The purpose of this document is to provide additional options for visualiziation of data. Questions about code can be directed to Alicia Vallorani (auv27@psu.edu).

Scatterplots

When you have a large number of data points, you can add jitter to the points (i.e., slightly vary the location of the points) to handle this overplotting issue.
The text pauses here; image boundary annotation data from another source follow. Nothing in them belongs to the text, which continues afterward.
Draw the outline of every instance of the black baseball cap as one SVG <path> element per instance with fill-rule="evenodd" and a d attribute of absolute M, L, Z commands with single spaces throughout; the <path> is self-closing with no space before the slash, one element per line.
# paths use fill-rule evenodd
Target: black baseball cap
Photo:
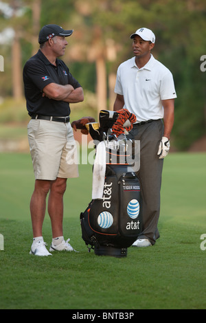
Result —
<path fill-rule="evenodd" d="M 43 44 L 55 36 L 71 36 L 73 30 L 65 30 L 58 25 L 46 25 L 39 32 L 38 43 Z"/>

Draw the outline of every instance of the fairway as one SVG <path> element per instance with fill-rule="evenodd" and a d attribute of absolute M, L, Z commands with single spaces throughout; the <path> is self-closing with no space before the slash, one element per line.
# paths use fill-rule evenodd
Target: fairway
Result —
<path fill-rule="evenodd" d="M 0 154 L 0 309 L 206 309 L 206 153 L 170 153 L 164 161 L 160 238 L 130 247 L 124 258 L 88 253 L 80 213 L 91 199 L 92 166 L 68 180 L 64 235 L 78 253 L 29 254 L 34 175 L 29 154 Z M 49 246 L 47 214 L 43 232 Z M 206 239 L 206 238 L 205 238 Z M 205 249 L 203 248 L 202 249 Z"/>

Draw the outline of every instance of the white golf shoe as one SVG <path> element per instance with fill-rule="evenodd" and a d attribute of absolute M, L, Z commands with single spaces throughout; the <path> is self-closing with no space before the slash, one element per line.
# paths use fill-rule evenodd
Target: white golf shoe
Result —
<path fill-rule="evenodd" d="M 62 241 L 61 243 L 59 245 L 54 245 L 53 242 L 52 242 L 52 245 L 49 248 L 49 252 L 53 252 L 55 251 L 58 252 L 62 252 L 62 251 L 66 251 L 66 252 L 78 252 L 76 250 L 75 250 L 71 245 L 69 243 L 69 241 L 70 239 L 67 239 L 67 241 L 65 240 Z"/>
<path fill-rule="evenodd" d="M 152 243 L 148 239 L 137 239 L 133 244 L 133 247 L 150 247 Z"/>
<path fill-rule="evenodd" d="M 43 240 L 34 241 L 30 254 L 40 256 L 52 256 L 47 249 L 46 245 L 47 245 L 47 244 L 45 243 Z"/>

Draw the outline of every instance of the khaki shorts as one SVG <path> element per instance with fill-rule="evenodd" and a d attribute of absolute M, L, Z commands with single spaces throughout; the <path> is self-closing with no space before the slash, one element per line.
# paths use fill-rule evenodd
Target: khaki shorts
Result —
<path fill-rule="evenodd" d="M 32 119 L 27 133 L 36 179 L 78 177 L 77 146 L 69 122 Z"/>

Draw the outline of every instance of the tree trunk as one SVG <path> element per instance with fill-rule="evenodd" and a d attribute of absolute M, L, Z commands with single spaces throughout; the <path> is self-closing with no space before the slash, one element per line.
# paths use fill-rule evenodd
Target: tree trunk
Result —
<path fill-rule="evenodd" d="M 106 70 L 105 59 L 102 56 L 96 59 L 98 113 L 106 110 Z"/>
<path fill-rule="evenodd" d="M 23 83 L 21 70 L 21 49 L 18 33 L 16 32 L 12 44 L 12 85 L 14 99 L 23 97 Z"/>
<path fill-rule="evenodd" d="M 32 54 L 34 55 L 38 49 L 38 36 L 40 31 L 41 0 L 35 0 L 32 4 Z"/>

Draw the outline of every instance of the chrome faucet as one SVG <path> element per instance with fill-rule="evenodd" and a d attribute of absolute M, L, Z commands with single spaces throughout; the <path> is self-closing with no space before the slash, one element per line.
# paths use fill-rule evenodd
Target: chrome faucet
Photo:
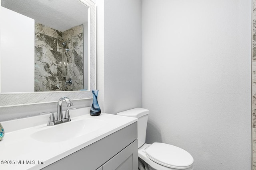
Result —
<path fill-rule="evenodd" d="M 60 98 L 58 102 L 57 108 L 57 120 L 55 120 L 54 115 L 52 112 L 43 112 L 40 113 L 40 115 L 45 114 L 50 114 L 50 117 L 49 119 L 49 121 L 47 124 L 47 126 L 52 126 L 61 123 L 62 123 L 67 122 L 71 121 L 69 115 L 69 111 L 76 109 L 75 108 L 68 109 L 66 111 L 65 117 L 63 119 L 63 115 L 62 114 L 62 102 L 65 101 L 67 103 L 67 106 L 68 107 L 74 106 L 73 103 L 69 98 L 66 97 L 62 97 Z"/>
<path fill-rule="evenodd" d="M 61 121 L 63 119 L 63 115 L 62 114 L 62 102 L 66 101 L 67 103 L 67 106 L 71 107 L 74 106 L 73 103 L 69 98 L 66 97 L 62 97 L 60 98 L 58 102 L 57 106 L 57 121 Z"/>

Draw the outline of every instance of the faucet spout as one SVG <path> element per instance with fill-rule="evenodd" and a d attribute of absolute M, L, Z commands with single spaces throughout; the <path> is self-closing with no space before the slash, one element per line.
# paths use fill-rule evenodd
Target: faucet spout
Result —
<path fill-rule="evenodd" d="M 66 97 L 62 97 L 60 98 L 58 102 L 57 108 L 57 121 L 60 121 L 63 119 L 63 115 L 62 114 L 62 102 L 65 101 L 67 104 L 67 106 L 71 107 L 74 105 L 69 98 Z"/>

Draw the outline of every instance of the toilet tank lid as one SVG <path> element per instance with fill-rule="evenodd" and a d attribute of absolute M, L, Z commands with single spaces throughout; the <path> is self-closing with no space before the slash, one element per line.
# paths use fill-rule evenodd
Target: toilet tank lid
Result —
<path fill-rule="evenodd" d="M 142 108 L 135 108 L 121 112 L 118 113 L 117 115 L 139 118 L 149 113 L 149 110 Z"/>

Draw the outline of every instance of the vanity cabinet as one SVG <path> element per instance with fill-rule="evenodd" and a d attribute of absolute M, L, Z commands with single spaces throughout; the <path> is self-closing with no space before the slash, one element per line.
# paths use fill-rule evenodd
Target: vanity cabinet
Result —
<path fill-rule="evenodd" d="M 137 128 L 136 122 L 42 169 L 137 170 Z"/>

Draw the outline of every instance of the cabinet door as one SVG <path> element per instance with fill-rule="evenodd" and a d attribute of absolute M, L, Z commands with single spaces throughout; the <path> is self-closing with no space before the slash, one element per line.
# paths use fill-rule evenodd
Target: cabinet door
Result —
<path fill-rule="evenodd" d="M 102 166 L 102 170 L 138 170 L 138 140 Z"/>

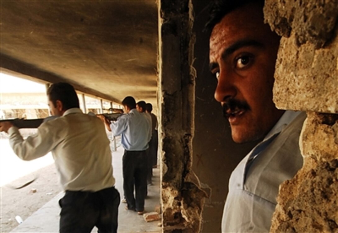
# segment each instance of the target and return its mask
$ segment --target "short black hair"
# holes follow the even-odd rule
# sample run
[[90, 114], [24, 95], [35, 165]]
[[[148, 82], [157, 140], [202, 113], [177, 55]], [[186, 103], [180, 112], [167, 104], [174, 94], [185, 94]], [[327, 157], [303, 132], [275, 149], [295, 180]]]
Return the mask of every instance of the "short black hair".
[[139, 101], [136, 104], [140, 107], [142, 108], [142, 111], [144, 112], [146, 110], [146, 102], [143, 100]]
[[[205, 30], [211, 32], [226, 15], [237, 8], [250, 3], [261, 6], [262, 12], [264, 0], [214, 0], [209, 5], [210, 10], [209, 19], [206, 24]], [[248, 20], [250, 20], [248, 19]]]
[[150, 103], [147, 103], [146, 104], [146, 110], [147, 111], [151, 112], [152, 111], [152, 105]]
[[136, 107], [136, 101], [135, 101], [134, 97], [127, 96], [122, 101], [122, 105], [127, 106], [131, 110]]
[[67, 82], [58, 82], [52, 84], [47, 90], [48, 98], [54, 106], [56, 101], [62, 103], [63, 110], [72, 108], [79, 108], [79, 98], [73, 86]]

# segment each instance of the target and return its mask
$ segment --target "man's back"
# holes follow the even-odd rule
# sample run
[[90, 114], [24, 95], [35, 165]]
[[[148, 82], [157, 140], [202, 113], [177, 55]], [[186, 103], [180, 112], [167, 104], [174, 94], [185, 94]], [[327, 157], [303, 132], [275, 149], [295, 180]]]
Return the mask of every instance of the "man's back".
[[112, 123], [114, 136], [122, 135], [121, 143], [129, 151], [142, 151], [148, 147], [148, 123], [146, 117], [133, 109]]
[[[19, 133], [14, 129], [9, 132], [10, 137]], [[74, 108], [43, 123], [37, 134], [13, 149], [25, 160], [51, 151], [65, 190], [96, 191], [115, 182], [109, 143], [101, 121]]]

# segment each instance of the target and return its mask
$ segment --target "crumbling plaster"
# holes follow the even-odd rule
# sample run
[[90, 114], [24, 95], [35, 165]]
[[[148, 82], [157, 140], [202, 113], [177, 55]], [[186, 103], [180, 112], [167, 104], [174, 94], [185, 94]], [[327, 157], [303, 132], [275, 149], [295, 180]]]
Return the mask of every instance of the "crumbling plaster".
[[164, 232], [197, 232], [206, 193], [192, 172], [195, 74], [190, 1], [159, 3], [161, 197]]
[[337, 3], [266, 1], [265, 21], [283, 36], [274, 101], [308, 116], [299, 140], [303, 166], [280, 186], [270, 232], [338, 231]]

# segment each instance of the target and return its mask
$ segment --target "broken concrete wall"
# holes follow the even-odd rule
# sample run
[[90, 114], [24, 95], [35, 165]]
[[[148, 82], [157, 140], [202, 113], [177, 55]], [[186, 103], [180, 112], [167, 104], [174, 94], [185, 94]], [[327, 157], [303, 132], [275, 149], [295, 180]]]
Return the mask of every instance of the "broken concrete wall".
[[198, 232], [204, 192], [192, 172], [195, 74], [189, 0], [159, 1], [159, 105], [162, 225]]
[[305, 110], [303, 168], [280, 187], [270, 231], [338, 231], [338, 1], [267, 0], [266, 21], [283, 36], [274, 101]]

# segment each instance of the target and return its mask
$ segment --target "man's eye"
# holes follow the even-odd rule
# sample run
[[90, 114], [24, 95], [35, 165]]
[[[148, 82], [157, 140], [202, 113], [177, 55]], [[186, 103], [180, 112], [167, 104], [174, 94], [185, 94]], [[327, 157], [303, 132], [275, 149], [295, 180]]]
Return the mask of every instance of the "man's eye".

# Scatter plot with jitter
ggplot(sat.act, aes(age, ACT, color=education)) +
  geom_point(position="jitter") +
  ylab("Score") +
  xlab("Age") +
  labs(color="Education level") +
  ggtitle("ACT scores by age and education level") +
  theme_classic()

# Scatter plot with jitter short-cut
ggplot(sat.act, aes(age, ACT, color=education)) +
  geom_jitter() +
  ylab("Score") +
  xlab("Age") +
  labs(color="Education level") +
  ggtitle("ACT scores by age and education level") +
  theme_classic()

Bar Graphs

# Bar graph with additional element stacked
ggplot(sat.act, aes(education, ACT, fill=sex)) +
  geom_bar(stat="summary", fun.y="mean") +
  scale_fill_grey() +
  ylab("Average score") +
  xlab("Education level") +
  labs(fill="Sex") +
  ggtitle("Average ACT scores at each education level by sex") +
  scale_y_continuous(expand=c(0,0)) +
  theme_classic()

# Bar graph with additional element dodged
ggplot(sat.act, aes(education, ACT, fill=sex)) +
  geom_bar(stat="summary", fun.y="mean", position="dodge") +
  scale_fill_grey() +
  ylab("Average score") +
  xlab("Education level") +
  labs(fill="Sex") +
  ggtitle("Average ACT scores at each education level by sex") +
  scale_y_continuous(expand=c(0,0)) +
  theme_classic()

Instead of plotting the bars side-by-side, we can use facet_wrap() to create separate graphs for each sex. It’s also possible to set the limits on the axes manually, so the bars don’t run into the labels.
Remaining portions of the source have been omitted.